```
z(n+1) = - z(n) z(n) @ m
```

where m is a magnitude and z is a polysign number and the '@' symbol is superposition or summation. The input basis is extremely simple. It is merely a swept magnitude m. These instances start with z(0) = 0 for simplicity. No limits need be applied to the sweep. Large values will scatter off to infinity rapidly. No conditional operations are performed to yield this structured set of points. While the quantity of iterations is limited it is apparent that coherency is obtained. This is a way to build some fascinating dimensional data from nearly nill.

This is a 2D projection of a 5D space. Occlusion is not taken into account. Larger magnitude points show through in this 2D projection since they were plotted last. No depth has been considered in the projection. The color is magenta at first then yellows with iteration. The image is actually very flat for many projections so I believe that the shape is largely disklike with interesting protrusions. This shape generally recurs in any dimension for the given function though it has fascinating variations. The density of points in m is so high in this first image that some of the underlying structure is obscured. At lighter density(stepping 2e-4) more structure is revealed

This instance is merely a starting point for a clan of such functions. A relativist might wish to explore the magnitude sweep as if it were in a different reference frame. Many approaches look promising and some of them will be explored on this site in the future. The relationship to fractals is quite slim. The swept function is an iterated procedure but beyond that no conditionals are in use here. Rather than a test of every point in space the points which are graphed are generated directly from magnitude. The motivation for this construction is to generate multidimensional data from as small a construction as possible. Magnitude can be mapped in to any signed domain and this step is of crucial importance here though it comes transparently. These graphics are possible in the complex plane so even if you do not have a polysign library it is possible to do some work with traditional tools.

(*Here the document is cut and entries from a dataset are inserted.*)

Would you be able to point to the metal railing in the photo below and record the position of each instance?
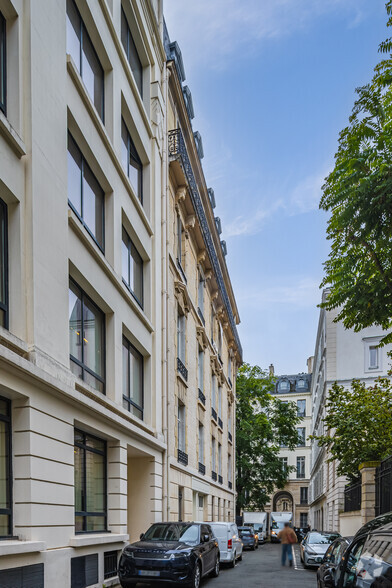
(353, 496)
(182, 369)
(384, 487)
(177, 150)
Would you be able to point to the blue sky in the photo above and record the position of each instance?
(273, 83)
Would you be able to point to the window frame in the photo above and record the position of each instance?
(85, 513)
(5, 306)
(82, 32)
(7, 419)
(131, 246)
(81, 364)
(3, 64)
(128, 399)
(71, 205)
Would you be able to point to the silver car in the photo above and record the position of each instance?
(314, 546)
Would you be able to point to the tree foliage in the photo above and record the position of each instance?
(358, 424)
(263, 423)
(358, 193)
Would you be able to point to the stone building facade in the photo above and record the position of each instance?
(203, 346)
(293, 497)
(340, 356)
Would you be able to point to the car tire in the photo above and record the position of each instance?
(215, 571)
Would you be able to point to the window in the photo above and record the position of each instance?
(300, 467)
(90, 483)
(181, 337)
(86, 338)
(304, 495)
(133, 376)
(181, 425)
(131, 161)
(3, 266)
(85, 195)
(301, 408)
(3, 64)
(301, 436)
(81, 49)
(132, 267)
(201, 443)
(5, 468)
(131, 52)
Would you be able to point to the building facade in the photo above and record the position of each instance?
(340, 356)
(203, 347)
(82, 120)
(293, 497)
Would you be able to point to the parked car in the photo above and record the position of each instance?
(314, 546)
(328, 573)
(180, 553)
(248, 537)
(230, 544)
(367, 562)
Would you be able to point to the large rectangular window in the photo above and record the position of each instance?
(85, 195)
(81, 49)
(133, 369)
(90, 483)
(131, 52)
(86, 338)
(3, 63)
(3, 265)
(132, 267)
(131, 161)
(300, 467)
(5, 468)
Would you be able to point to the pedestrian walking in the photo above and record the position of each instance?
(287, 538)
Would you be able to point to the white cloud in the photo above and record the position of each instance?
(211, 32)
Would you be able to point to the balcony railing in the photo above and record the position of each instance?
(177, 150)
(202, 398)
(182, 369)
(182, 457)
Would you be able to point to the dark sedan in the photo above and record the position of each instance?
(180, 553)
(329, 571)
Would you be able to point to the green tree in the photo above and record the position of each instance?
(358, 422)
(263, 423)
(358, 194)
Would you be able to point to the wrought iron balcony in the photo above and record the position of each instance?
(182, 457)
(177, 150)
(182, 369)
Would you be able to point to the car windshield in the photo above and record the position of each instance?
(172, 532)
(322, 538)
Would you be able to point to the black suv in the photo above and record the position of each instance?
(170, 552)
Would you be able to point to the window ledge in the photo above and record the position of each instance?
(11, 136)
(84, 540)
(14, 547)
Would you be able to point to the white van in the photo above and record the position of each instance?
(230, 545)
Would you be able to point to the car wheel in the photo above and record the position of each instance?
(196, 577)
(215, 571)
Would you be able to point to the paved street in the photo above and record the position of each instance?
(262, 568)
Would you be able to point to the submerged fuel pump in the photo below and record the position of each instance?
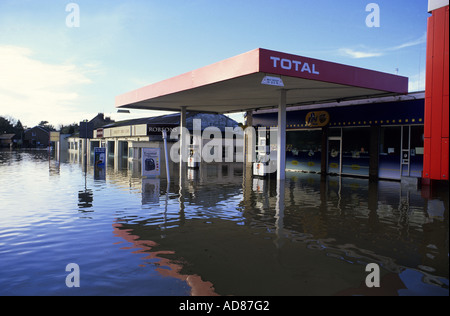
(194, 153)
(263, 165)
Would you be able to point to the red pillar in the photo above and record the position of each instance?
(436, 130)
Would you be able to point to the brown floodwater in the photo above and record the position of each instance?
(214, 231)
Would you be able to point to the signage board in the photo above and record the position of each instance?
(153, 129)
(151, 162)
(272, 81)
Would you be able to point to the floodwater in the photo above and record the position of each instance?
(215, 231)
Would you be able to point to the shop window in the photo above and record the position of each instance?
(390, 152)
(416, 151)
(355, 151)
(303, 150)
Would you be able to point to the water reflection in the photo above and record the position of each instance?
(216, 231)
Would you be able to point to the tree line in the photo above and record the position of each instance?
(10, 125)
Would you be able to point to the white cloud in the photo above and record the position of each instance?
(367, 53)
(417, 82)
(358, 54)
(32, 91)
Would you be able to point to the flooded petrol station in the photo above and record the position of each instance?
(216, 230)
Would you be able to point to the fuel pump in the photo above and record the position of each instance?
(194, 153)
(261, 166)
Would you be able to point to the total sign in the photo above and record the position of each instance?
(277, 63)
(296, 65)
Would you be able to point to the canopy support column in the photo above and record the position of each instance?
(281, 137)
(183, 138)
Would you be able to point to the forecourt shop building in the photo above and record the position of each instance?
(263, 79)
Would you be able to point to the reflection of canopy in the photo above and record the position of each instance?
(234, 84)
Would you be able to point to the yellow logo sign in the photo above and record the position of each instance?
(317, 119)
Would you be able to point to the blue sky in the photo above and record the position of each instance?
(49, 71)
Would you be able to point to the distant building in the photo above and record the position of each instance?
(36, 137)
(6, 140)
(125, 139)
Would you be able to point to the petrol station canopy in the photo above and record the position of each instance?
(236, 84)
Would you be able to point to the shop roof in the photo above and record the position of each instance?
(234, 84)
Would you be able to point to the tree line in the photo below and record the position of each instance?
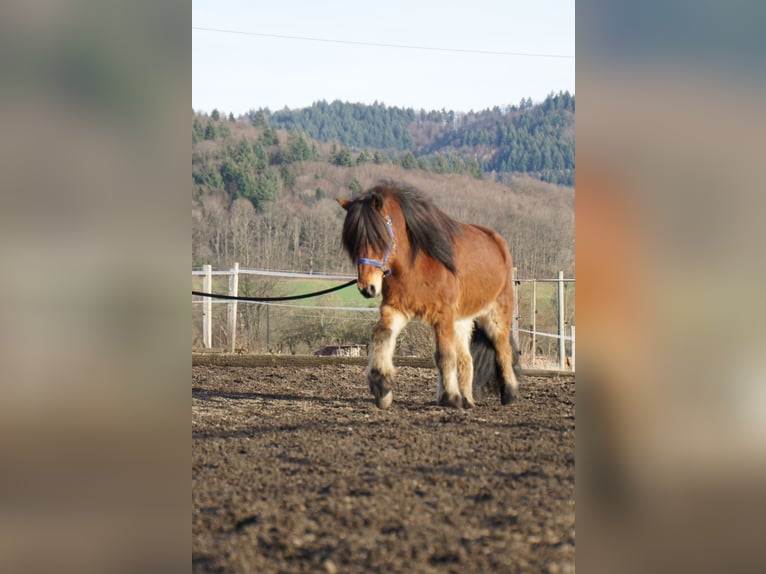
(537, 139)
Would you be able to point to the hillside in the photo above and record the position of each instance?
(265, 197)
(534, 139)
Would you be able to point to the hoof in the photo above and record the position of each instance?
(380, 386)
(454, 401)
(384, 401)
(508, 394)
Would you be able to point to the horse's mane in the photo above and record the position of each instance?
(428, 228)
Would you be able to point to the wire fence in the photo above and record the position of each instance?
(544, 326)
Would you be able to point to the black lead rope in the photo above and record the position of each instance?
(268, 299)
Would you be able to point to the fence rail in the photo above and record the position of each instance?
(207, 274)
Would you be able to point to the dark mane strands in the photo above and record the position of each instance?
(363, 228)
(428, 228)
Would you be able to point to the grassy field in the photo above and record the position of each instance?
(256, 286)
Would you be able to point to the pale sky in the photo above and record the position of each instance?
(237, 72)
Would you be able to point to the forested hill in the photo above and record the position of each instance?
(534, 139)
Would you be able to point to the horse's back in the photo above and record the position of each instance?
(484, 267)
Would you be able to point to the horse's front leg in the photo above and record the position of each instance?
(380, 371)
(445, 357)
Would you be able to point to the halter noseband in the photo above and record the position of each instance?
(391, 244)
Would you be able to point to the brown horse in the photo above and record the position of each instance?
(454, 276)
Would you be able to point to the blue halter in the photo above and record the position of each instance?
(381, 264)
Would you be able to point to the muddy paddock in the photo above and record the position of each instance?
(295, 470)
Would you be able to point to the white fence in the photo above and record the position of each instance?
(233, 274)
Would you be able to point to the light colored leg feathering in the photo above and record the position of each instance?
(380, 370)
(463, 332)
(445, 357)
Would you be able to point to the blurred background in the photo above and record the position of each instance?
(94, 236)
(670, 389)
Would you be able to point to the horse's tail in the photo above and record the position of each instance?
(486, 373)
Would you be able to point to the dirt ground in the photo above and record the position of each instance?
(295, 470)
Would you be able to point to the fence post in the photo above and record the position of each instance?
(233, 291)
(515, 322)
(562, 341)
(533, 313)
(207, 308)
(573, 353)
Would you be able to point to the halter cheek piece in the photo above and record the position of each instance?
(381, 264)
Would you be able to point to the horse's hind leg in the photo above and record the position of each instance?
(380, 371)
(463, 331)
(497, 326)
(445, 357)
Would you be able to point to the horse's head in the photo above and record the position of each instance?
(368, 237)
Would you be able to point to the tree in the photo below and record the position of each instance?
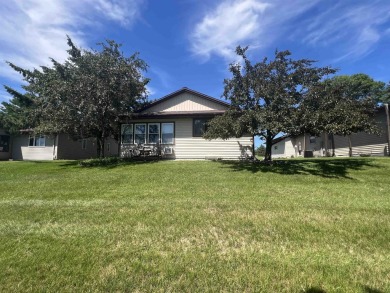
(18, 113)
(85, 95)
(341, 105)
(265, 97)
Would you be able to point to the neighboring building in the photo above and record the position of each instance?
(327, 145)
(5, 145)
(61, 147)
(175, 123)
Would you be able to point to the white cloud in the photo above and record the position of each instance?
(34, 30)
(351, 27)
(243, 22)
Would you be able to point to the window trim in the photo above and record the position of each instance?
(132, 133)
(205, 119)
(84, 144)
(147, 132)
(5, 138)
(158, 132)
(173, 132)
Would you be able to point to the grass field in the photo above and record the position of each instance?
(303, 226)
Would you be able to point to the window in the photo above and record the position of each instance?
(153, 133)
(199, 127)
(127, 133)
(148, 133)
(38, 140)
(140, 133)
(167, 133)
(4, 143)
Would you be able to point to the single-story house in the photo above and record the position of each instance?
(175, 123)
(27, 146)
(328, 145)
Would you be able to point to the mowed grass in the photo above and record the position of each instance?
(300, 226)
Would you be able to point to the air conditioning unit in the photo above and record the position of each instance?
(168, 151)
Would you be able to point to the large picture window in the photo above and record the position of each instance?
(153, 133)
(140, 133)
(199, 126)
(37, 140)
(4, 143)
(127, 133)
(167, 133)
(148, 133)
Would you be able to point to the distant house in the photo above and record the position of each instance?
(28, 146)
(175, 124)
(326, 145)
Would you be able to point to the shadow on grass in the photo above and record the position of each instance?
(107, 163)
(368, 289)
(314, 290)
(328, 168)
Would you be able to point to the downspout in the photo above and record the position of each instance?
(350, 145)
(333, 147)
(253, 149)
(388, 128)
(326, 140)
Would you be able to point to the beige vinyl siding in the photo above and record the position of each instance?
(198, 148)
(186, 102)
(376, 145)
(283, 149)
(188, 147)
(22, 151)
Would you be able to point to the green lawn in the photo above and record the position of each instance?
(302, 226)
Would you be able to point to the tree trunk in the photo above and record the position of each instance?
(350, 145)
(333, 147)
(268, 147)
(100, 146)
(388, 128)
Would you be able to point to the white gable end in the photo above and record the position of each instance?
(186, 102)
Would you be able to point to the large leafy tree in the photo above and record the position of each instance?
(85, 95)
(265, 97)
(342, 105)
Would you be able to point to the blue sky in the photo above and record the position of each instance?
(191, 42)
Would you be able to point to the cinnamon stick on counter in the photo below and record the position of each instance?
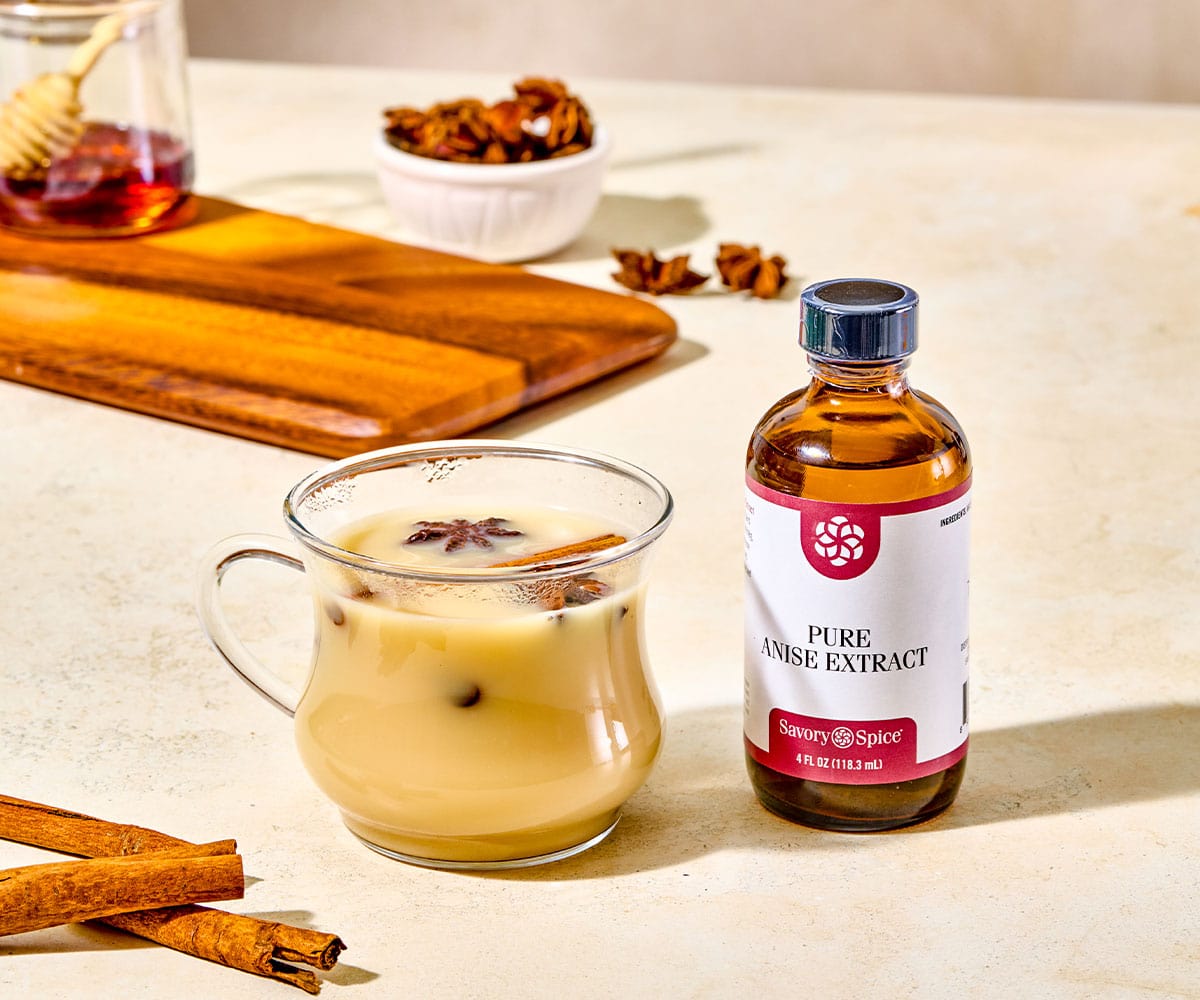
(37, 896)
(585, 548)
(247, 944)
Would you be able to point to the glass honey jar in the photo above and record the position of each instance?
(95, 132)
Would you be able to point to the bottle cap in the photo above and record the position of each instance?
(858, 319)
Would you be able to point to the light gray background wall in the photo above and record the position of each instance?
(1117, 49)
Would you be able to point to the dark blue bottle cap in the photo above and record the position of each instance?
(858, 319)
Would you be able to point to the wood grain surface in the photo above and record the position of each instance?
(303, 335)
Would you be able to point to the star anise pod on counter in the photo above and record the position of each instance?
(744, 269)
(460, 532)
(646, 273)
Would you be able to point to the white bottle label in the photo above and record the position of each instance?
(856, 635)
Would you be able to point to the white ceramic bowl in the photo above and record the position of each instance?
(493, 211)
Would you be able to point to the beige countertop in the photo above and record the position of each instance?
(1056, 249)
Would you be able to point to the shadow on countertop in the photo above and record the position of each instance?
(699, 801)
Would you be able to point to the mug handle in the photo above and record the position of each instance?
(246, 665)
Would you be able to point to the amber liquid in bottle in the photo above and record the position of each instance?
(858, 433)
(118, 180)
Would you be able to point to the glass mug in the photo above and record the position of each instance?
(460, 713)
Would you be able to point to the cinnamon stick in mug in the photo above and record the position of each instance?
(585, 548)
(37, 896)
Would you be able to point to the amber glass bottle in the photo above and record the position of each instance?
(857, 502)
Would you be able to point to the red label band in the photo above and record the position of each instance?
(847, 753)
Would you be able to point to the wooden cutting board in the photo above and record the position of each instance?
(303, 335)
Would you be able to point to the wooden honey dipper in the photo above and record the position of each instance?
(43, 119)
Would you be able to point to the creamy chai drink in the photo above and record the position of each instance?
(477, 722)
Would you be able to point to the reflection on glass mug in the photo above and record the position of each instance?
(479, 694)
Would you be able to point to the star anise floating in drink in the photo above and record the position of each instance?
(460, 532)
(544, 120)
(744, 269)
(646, 273)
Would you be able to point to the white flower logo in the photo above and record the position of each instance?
(839, 539)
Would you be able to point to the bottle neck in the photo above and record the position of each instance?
(891, 376)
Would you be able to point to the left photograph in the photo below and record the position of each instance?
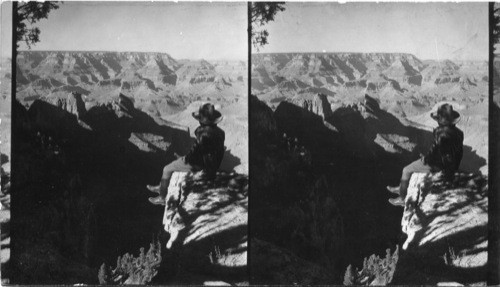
(129, 160)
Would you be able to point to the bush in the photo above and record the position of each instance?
(376, 271)
(133, 270)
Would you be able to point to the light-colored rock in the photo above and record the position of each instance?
(449, 219)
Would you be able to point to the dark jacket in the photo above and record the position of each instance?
(208, 150)
(447, 149)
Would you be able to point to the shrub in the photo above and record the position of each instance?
(133, 270)
(376, 271)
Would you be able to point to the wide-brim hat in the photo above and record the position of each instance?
(207, 114)
(445, 115)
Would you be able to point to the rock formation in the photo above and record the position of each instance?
(207, 218)
(447, 227)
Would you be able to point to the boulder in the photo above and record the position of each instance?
(448, 218)
(207, 223)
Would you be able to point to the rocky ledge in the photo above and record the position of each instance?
(447, 227)
(207, 223)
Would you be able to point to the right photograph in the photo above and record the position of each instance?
(369, 143)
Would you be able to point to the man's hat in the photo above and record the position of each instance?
(208, 115)
(445, 115)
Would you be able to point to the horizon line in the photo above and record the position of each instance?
(331, 52)
(148, 52)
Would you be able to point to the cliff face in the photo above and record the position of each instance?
(447, 228)
(402, 83)
(158, 83)
(76, 182)
(207, 223)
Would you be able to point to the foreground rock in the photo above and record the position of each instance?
(447, 228)
(207, 222)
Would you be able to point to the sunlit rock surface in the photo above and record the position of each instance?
(207, 222)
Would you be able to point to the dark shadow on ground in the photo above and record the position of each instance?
(79, 194)
(357, 171)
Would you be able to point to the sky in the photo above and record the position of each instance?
(208, 31)
(454, 31)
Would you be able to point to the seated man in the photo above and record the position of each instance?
(445, 153)
(205, 154)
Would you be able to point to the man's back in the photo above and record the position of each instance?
(447, 150)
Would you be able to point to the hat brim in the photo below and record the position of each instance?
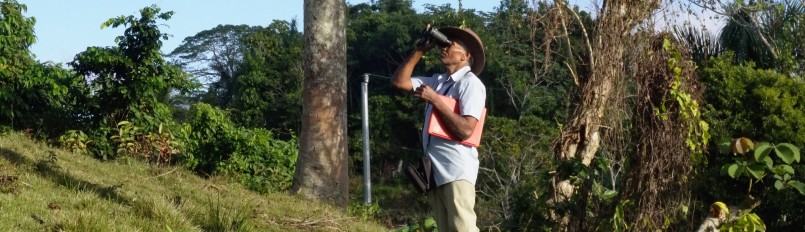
(473, 43)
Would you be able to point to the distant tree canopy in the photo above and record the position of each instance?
(244, 121)
(132, 81)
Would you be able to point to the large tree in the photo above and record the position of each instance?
(321, 171)
(581, 138)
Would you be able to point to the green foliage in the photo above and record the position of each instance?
(210, 138)
(215, 56)
(263, 163)
(39, 97)
(427, 224)
(215, 145)
(756, 103)
(748, 222)
(698, 130)
(75, 141)
(268, 93)
(364, 211)
(131, 81)
(754, 162)
(513, 179)
(132, 141)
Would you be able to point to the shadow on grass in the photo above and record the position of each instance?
(48, 172)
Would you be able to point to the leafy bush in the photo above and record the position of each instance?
(215, 145)
(75, 141)
(742, 100)
(264, 164)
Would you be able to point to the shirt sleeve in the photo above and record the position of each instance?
(419, 81)
(472, 95)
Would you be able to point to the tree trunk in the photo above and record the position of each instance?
(321, 170)
(582, 137)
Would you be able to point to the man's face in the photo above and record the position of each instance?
(454, 54)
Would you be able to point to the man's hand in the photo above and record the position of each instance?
(426, 94)
(423, 45)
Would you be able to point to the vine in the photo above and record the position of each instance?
(698, 130)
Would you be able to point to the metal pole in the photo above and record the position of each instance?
(367, 181)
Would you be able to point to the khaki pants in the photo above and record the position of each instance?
(452, 206)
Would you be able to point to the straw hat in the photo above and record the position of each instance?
(473, 43)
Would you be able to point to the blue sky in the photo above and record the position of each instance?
(66, 27)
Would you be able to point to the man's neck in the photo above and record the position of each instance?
(452, 69)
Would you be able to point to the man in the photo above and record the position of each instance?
(455, 165)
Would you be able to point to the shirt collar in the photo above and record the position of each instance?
(456, 76)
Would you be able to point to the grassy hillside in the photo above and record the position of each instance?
(78, 193)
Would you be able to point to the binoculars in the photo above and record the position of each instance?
(432, 35)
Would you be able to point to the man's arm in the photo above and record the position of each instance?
(402, 77)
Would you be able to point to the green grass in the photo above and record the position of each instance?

I am still troubled as to the believability of iterated functions as a plausible basis of reality. Without a sound physical paradigm such graphics are only pretty mathematics. The quality of an individual function and why that particular function ought to be given attention is not clear to me. Here a most simplistic function with dynamics is exposed. If we consider an individual function to be instantaneous then we witness a point series as a function of magnitude m which is nicely connected to its neighbors in m. There are transitions, connections, periodicities, and stable points which need to be explored. Some of that I have worked on but it is challenging to get to a comfortable conclusion. So instead this is presented as an open area of research. Rather than let this fester on my hard drive any longer I share it with you in the hope that you might pursue something similar or find it helpful in your own search. There is no end to the number of images that can be generated here so instead of burdening myself with so many I give you just as few as a proof of concept. This is not the only interesting production; rather, there are an overwhelming series of possible graphical results that are too numerous to prioritize yet.